Legenda Baturraden

Posting Komentar
Konten [Tampil]

Sehubungan dengan kunjungan ES (Entry Strater) ke daerah Banyumas – Purbalingga – Purwokerto seminggu yang lalu, maka saya memutuskan untuk sedikit berbagi pengetahuan. Salah satu tempat yang saya kunjungi kemarin adalah Baturraden yang mana sudah cukup terkenal di telinga para travelista Tanah Air.

Lokasi Baturraden:


Baturraden adalah salah simbol dari kabupaten Banyumas, Jawa tengah. Letak tempat ini berada di 7,313646°LS 109,229765°BT, lereng gunung Slamet yang merupakan gunung tertinggi di Jawa Tengah, utara dari kota Purwokerto. Tempat ini sudah sangat terkenal akan keindahan alamnya bagi masyarakat Indonesia. Tempat ini menyajikan panorama – panorama yang indah seperti telaga sunyi, pancuran pitu. Suasana di tempat ini juga sangat nyaman dengan udara sejuk khas pegunungan.


Baturraden:

Baturraden adalah salah satu cerita rakyat dari Jawa Tengah yang cukup populer khususnya di daerah tersebut. Salah satu dari kekayaan seni Indonesia adalah cerita rakyat Indonesia yang begitu beragam dari tiap daerah. Hal ini menjadikan seni sastra Indonesia semakin kaya. Selain itu cerita rakyat juga merupakan kisah-kisah rakyat pada zaman dahulu yang bisa kita ambil hikmahnya untuk kehidupan sehari-hari. Berikut adalah kisan Baturraden, salah satu cerita rakyat dari Jawa Tengah.


Versi I

Suta adalah seorang abdi kadipaten yang baik hati. Pekerjaannya sebagai abdi adalah mengerjakan pekerjaan kasar di kadipaten. Selain itu Suta juga bertugas menjaga keamanan wilayah kadipaten dari orang-orang jahat. Pada suatu hari Suta sedang berjalan-jalan memeriksa sudut-sudut wilayah kadipaten, kemudian dia mendengar suara perempuan sedang menjerit-jerit ketakutan. Suta segera bergegas berlari ke arah sumber suara. Setelah mencari sumber suara tersebut Suta berhenti di sebuah pohon yang besar. Di salah satu dahan pohon ternyata ada seekor ular besar dan didekatnya ada putri adipati yang ketakutan melihat ular tersebut.

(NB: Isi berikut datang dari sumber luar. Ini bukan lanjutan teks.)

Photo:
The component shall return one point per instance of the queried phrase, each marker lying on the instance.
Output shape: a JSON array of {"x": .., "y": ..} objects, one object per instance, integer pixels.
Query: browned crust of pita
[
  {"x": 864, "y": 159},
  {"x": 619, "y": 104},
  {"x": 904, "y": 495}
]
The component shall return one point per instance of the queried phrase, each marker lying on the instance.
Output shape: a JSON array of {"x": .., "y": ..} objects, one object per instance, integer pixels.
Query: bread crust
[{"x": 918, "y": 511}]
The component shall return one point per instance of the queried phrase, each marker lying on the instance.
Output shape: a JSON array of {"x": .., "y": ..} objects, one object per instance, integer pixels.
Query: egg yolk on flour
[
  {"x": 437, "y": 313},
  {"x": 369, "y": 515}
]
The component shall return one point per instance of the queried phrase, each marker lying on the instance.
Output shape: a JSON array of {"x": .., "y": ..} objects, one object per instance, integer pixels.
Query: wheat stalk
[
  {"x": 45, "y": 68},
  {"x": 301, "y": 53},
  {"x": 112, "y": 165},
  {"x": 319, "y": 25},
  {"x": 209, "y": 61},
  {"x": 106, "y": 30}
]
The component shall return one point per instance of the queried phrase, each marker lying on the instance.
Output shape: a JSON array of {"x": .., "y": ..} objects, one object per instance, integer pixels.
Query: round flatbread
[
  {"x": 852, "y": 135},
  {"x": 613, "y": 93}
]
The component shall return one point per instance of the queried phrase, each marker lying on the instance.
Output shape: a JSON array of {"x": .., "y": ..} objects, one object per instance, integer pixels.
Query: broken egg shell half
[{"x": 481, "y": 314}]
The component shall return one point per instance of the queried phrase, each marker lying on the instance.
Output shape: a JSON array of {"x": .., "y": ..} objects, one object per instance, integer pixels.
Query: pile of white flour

Sebenarnya Suta juga merasa takut melihat ular sebesar itu. Namun karena kesetiaannya mengabdikan diri pada adipati Suta berusaha menyingkirkan rasa takutnya. Suta berusaha menolong putri adipati. Kemudian Suta mengambil sebatang kayu besar dan di pukulkan kearah ulat besar itu. Setelah di pukul beberapa kali akhirnya ular itu roboh ke tanah dan tidak bergerak lagi. Ular itu mati di tangan Suta. Melihat kejadian itu putri adipati merasa senang dan mengucapkan banyak terima kasih pada Suta yang telah menolongnya. Keberanian Suta membuat putri adipati menjadi kagum dan menyukainya.

Setelah kejadian itu mereka menjadi akrab dan sering bertemu. Dari seringnya mereka bertemu telah menumbuhkan bibit cinta di antar keduanya. Mereka saling mencintai walaupun perbedaan derajat kala itu tidak membolehkan seorang abdi mencintai putri. Kanjeng adipati yang mendengar berita bahwa putrinya menyukai Suta menjadi murka. Adipati merasa malu jika putri yang di sayanginya menikah dengan seorang abdi kadipaten yang miskin. Adipati lalu memerintahkan putrinya untuk menjauhi Suta dan tidak boleh ada hubungan di antar keduanya.

Putri adipati menjadi sedih karena dilarang bertemu dengan Suta. Setelah itu tersiar kabar yang lebih memprihatinkan. Dari seorang abdi kepercayaan putri mendengar bahwa Suta di masukkan dalam penjara bawah tanah oleh kanjeng adipati. Tidak hanya itu, selama di penjara Suta tidak di beri makan dan minum. Penjara itu sendiri di genangi air sehingga membuat Suat demam tinggi karena dinginnya genangan air tersebut. Mendengar berita itu putri adipati tidak tahan lagi. Dia berusaha untuk menolong Suta karena bukan hanya karena putri mencintainya namun ketika dulu putri pernah berhutang nyawa pada Suta saat dirinya di selamatkan Suta dari ular besar.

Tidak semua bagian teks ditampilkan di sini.